Amazon's Lambda service - for geeks only.

Lambda: it's not just the 11th letter of the Greek alphabet – it's an Amazon AWS service that's really pretty cool.lambda.png

Most applications we write require an operating system, a computer, a file system, antivirus and security patches, a way to maintain and upgrade the operating system and software infrastructure as well as systems to maintain the hardware and network infrastructure.

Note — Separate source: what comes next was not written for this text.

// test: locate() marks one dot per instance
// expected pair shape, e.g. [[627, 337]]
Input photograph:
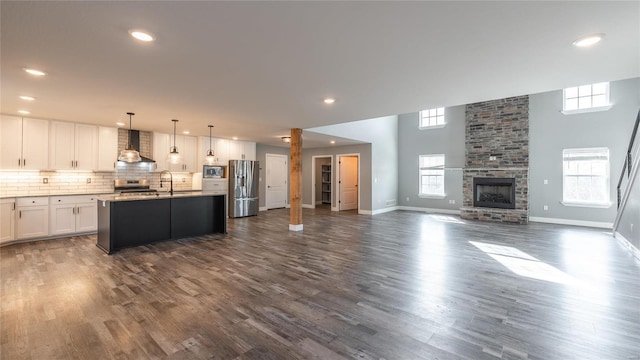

Lambda is different. It's a compute service that just runs code. Amazon takes care of managing and operating everything else. Your Lambda code runs in response to events -- a new file showing up in Amazon's S3 storage facility, or a database event, API calls or even Web requests. Your code runs on a highly available infrastructure where things like capacity planning, logging, monitoring and scaling are taken care of for you.

Companies are using it on everything from real-time image management to ETL functions and triggering analytics as well as automating data collection from Internet of Things  apps.

Currently, you can write applications in Node.js, Java and Python and you're only charged when your code runs (in 100 millisecond increments) – like most AWS services, it's pretty cheap.

There's a quick video that describes Lambda at: https://youtu.be/eOBq__h4OJ4

I'll be putting together a demo of this service and will publish my notes here, if you're interested.